People in four states on Tuesday left boarded-up homes and New Orleans waited nervously behind flood-defence levees strengthened after the devastating Katrina struck exactly seven years ago.
The US National Hurricane Center said the storm, with 130km/h winds, had gained strength as it moved over the warm, open waters of the gulf. It was expected to reach the swampy coast of southeast Louisiana by early Wednesday (local time).
The focus has been on New Orleans, but the impact will be felt well beyond it, especially in expected storm surges of up to 3.5 metres in Louisiana, Mississippi, Alabama and Florida. The storm's winds could be felt more than 300km from its centre.
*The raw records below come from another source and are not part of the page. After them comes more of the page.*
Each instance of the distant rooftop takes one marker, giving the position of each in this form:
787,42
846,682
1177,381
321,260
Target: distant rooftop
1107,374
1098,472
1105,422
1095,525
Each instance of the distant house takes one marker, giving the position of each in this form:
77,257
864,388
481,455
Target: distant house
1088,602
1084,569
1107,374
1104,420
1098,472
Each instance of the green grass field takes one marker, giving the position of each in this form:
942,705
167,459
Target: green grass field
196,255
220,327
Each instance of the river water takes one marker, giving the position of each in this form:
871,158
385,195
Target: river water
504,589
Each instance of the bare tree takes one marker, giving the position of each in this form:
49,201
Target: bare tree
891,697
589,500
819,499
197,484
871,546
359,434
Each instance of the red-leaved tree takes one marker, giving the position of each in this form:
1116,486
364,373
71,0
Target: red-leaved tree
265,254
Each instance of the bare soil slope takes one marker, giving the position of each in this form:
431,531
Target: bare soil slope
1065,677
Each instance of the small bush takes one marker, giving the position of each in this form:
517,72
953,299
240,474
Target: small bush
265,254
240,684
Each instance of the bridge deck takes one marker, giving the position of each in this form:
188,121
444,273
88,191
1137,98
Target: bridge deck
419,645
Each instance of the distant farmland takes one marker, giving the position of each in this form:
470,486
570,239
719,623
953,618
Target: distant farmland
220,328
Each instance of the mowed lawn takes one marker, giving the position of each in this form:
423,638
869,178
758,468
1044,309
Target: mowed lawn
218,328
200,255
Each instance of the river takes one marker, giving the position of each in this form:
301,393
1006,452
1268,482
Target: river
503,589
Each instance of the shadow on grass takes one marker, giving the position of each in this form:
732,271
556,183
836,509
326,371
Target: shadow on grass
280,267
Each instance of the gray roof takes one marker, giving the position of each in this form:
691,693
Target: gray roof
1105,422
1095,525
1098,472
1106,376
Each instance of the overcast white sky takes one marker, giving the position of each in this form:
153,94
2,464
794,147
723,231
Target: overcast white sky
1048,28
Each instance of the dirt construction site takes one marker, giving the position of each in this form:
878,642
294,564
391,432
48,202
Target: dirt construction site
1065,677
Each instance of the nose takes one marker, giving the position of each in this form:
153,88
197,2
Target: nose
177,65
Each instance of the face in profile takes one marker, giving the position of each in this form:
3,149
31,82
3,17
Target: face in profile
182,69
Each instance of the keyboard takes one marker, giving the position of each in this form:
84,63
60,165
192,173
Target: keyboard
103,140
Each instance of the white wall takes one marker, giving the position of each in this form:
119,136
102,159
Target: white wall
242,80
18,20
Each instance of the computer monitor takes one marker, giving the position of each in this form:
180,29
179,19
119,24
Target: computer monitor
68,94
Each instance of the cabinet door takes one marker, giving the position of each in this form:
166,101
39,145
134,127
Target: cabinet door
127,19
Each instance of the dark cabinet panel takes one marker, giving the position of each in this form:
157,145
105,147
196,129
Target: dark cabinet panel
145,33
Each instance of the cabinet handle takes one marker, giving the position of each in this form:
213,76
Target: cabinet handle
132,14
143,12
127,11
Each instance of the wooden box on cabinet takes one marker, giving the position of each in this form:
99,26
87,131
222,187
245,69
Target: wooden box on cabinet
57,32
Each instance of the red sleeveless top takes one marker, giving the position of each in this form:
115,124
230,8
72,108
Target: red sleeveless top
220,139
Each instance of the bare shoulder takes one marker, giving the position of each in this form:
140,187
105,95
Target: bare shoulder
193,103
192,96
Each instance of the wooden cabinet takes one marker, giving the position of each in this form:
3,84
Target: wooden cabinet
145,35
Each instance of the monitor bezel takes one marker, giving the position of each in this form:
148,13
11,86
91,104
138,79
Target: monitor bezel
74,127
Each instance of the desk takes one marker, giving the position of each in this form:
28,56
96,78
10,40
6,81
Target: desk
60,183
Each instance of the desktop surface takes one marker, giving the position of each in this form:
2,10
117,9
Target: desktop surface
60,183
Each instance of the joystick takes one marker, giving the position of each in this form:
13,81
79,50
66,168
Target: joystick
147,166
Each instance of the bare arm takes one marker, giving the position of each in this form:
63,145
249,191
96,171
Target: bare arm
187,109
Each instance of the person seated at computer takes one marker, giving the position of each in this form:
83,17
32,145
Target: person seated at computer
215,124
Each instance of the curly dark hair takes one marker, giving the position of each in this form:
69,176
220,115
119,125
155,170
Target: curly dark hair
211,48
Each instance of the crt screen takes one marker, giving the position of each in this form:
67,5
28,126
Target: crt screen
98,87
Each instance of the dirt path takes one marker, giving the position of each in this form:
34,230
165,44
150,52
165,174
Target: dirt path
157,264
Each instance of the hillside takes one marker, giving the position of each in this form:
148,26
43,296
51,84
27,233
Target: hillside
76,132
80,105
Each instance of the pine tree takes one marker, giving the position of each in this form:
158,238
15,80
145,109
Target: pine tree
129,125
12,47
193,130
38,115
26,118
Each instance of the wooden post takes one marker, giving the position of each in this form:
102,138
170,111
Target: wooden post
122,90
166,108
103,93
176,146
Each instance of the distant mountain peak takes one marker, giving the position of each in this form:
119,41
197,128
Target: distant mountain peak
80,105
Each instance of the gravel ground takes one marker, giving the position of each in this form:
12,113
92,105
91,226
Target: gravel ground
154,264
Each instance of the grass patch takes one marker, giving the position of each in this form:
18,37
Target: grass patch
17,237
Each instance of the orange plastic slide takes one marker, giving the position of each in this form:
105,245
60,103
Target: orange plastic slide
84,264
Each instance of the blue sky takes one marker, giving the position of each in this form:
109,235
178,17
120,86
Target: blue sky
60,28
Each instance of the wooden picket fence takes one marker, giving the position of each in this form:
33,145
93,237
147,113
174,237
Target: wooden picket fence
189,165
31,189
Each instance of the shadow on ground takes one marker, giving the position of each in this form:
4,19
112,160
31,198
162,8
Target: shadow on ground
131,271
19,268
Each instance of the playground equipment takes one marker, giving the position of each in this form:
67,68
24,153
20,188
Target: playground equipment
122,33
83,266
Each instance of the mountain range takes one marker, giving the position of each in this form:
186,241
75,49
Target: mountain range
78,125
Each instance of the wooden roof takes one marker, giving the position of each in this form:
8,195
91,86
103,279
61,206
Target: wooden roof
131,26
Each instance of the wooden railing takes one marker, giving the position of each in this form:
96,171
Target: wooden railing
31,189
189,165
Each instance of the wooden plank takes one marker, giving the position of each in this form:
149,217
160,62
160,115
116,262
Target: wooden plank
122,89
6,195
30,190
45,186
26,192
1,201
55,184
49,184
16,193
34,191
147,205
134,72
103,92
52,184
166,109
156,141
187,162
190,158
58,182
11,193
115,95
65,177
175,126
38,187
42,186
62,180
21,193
The hurricane has churned into the middle of the US presidential election, with Republicans this week meeting nearby in Florida to nominate Mitt Romney to challenge President Barack Obama.
The storm on Monday delayed the planned start of the Republican National Convention. Obama, mindful of how his administration's response to the storm could be judged, spoke on Isaac from the White House on Tuesday morning before departing on a three-state campaign trip.
"Now is not the time to tempt fate," Obama said. "You need to take this seriously."
Although Isaac's approach on the eve of the Katrina anniversary invited obvious comparisons, the storm is nowhere near as powerful as Katrina was when it struck on August 29, 2005. Katrina at one point reached Category 5 status, with winds of more than 250km/h, and made landfall as a Category 3 storm.
Mayor Mitch Landrieu did not activate a mandatory evacuation for Isaac. Instead, officials urged residents to hunker down and make do with the supplies they had.
"We don't expect a Katrina-like event, but remember there are things about a Category 1 storm that can kill you," Landrieu said.
Federal officials said the updated levees around New Orleans were equipped to handle storms stronger than Isaac. The levees are designed to withstand storm surges as high as 8m in some places.
But anxiety was high, especially in the city's Lower 9th Ward, wiped out by Katrina after floodwalls burst and let the waters rush in.
"I don't really trust the levees," said Robert Washington, who planned to evacuate along with his wife and five children. "I don't want to take that chance. I saw how it looked after Katrina back here."
His neighbourhood, just a few blocks from where the floodwall protecting the Lower 9th Ward broke open, remains largely empty.
Obama has declared a state of emergency in Louisiana and parts of Mississippi. The Louis Armstrong New Orleans International Airport said no flights were scheduled on Tuesday.
The US government said 78 per cent of the oil production in the Gulf of Mexico has been halted in preparation for the storm as companies have evacuated 346 offshore oil and gas production platforms. That's 17 per cent of daily US oil production.
One question haunting locals was how much oil left over from the massive Gulf oil spill in 2010 might wind up on the beaches because of the storm. Experts believe large tar mats lie submerged just off the coast, but no one knows where they are or how many there might be.
Isaac left 24 dead in Haiti and the Dominican Republic but caused little damage in the Florida Keys as it blew past.